In the present research we investigated how easily people can disengage from a higher-level multitasking representation to a less complex single-task representation, when one of the two tasks is called irrelevant and can be ignored. In such context transitions, so-called fade-out costs describe that performance does not immediately drop to the level of single-task performance.
Because fade-out costs have been attributed to an insufficient update of the internal task model, we specifically aimed to modulate the transition from a multitasking context to a single-task context by inducing different task representations.
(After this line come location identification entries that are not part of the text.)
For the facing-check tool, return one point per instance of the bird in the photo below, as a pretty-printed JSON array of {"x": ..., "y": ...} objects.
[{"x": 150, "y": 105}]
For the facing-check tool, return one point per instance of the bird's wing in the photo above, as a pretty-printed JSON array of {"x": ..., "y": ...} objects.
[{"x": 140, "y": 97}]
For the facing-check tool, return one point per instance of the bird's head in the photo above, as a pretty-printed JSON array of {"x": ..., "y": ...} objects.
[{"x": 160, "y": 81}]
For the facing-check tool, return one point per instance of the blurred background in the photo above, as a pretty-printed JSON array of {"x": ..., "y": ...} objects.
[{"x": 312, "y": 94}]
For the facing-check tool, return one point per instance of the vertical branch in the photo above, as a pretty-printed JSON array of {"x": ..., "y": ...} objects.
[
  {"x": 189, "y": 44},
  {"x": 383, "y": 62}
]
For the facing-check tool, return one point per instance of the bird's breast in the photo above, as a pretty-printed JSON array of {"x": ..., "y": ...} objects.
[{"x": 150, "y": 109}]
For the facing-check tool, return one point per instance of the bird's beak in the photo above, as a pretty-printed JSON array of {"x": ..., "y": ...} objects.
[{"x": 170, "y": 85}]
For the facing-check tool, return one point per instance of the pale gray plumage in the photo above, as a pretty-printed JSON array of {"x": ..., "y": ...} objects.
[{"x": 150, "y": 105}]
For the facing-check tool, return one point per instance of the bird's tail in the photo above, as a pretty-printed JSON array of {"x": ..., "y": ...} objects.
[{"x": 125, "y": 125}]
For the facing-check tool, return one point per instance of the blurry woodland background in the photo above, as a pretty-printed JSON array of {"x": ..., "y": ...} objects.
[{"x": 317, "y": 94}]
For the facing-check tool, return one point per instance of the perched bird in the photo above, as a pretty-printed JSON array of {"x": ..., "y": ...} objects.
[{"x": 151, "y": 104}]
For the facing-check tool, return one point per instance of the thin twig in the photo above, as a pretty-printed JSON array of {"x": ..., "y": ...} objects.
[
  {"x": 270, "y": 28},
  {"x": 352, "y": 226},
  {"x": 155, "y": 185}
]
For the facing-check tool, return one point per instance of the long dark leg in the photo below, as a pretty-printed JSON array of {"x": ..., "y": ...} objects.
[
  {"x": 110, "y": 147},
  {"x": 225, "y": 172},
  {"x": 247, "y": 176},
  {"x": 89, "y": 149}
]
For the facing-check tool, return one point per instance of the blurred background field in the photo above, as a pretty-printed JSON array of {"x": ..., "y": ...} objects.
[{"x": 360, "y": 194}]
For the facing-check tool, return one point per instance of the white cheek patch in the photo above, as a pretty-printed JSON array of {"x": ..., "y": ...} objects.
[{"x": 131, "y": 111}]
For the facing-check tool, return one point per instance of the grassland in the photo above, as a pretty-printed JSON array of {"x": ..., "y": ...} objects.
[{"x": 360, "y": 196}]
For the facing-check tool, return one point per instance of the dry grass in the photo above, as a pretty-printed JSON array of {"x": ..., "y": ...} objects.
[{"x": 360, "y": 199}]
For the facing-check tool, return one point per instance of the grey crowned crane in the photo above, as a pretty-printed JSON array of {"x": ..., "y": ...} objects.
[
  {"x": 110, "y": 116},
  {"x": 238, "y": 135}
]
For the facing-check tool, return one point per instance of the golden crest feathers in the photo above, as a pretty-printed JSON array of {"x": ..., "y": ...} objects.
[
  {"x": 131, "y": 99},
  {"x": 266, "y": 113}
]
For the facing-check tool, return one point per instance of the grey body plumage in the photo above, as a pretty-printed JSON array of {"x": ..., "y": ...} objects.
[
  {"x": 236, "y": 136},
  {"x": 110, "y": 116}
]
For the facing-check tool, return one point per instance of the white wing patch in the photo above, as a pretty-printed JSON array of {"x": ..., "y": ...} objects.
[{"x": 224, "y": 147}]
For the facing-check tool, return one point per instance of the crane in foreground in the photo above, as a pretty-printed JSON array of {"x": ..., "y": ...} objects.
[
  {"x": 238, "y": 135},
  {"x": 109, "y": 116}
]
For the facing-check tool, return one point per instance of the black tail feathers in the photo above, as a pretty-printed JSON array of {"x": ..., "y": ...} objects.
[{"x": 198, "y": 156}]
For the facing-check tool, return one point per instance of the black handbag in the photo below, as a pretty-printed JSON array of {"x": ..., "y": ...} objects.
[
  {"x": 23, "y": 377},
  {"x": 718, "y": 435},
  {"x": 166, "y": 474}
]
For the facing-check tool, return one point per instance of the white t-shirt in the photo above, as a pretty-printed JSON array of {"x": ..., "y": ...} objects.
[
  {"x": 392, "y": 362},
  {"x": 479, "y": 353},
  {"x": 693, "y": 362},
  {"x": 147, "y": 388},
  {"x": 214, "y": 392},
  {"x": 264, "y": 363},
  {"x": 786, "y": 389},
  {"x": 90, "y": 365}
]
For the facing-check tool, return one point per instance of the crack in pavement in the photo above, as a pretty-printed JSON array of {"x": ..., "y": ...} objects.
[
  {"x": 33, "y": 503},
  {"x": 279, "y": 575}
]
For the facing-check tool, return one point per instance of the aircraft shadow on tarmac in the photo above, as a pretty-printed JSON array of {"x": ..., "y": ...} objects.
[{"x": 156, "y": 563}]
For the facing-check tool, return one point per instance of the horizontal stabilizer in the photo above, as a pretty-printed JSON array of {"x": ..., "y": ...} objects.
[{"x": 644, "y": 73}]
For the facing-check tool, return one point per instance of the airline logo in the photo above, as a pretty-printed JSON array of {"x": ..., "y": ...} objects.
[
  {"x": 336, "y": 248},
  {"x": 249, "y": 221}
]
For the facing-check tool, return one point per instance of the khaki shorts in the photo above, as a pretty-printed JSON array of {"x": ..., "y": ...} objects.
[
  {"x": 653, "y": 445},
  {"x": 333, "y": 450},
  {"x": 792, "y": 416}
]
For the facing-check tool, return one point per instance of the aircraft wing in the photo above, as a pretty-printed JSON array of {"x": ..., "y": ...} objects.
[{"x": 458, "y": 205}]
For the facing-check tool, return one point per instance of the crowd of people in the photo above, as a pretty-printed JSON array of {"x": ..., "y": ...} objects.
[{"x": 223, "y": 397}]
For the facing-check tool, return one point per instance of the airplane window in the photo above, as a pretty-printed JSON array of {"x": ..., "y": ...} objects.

In a set of task switching and dual-task studies, our results show that disengagement from a multitasking representation was neither modulated by different degrees of global interference control (i.e., response shielding), nor by dual-task specific predefined task order and prioritization of Task 1. In contrast, fade-out costs were substantially determined by manipulations targeting the representation of the internal task model. Manipulating the frequency of task switches to induce different activation levels of the task sets in working memory strongly affected the ability to disengage from multitasking and shift to single-task processing.
Therefore, disengaging from a multitasking representation can be facilitated by manipulations at the level of how the tasks are represented (internal task model), but not by manipulations at the level of how responses are selected (interference control).
The importance of cognitive and behavioral flexibility highlights the need to understand the underlying cognitive mechanisms (e.g., the flexible (dis)engagement of an internal task model), which may provide fertile ground for subsequent translational research.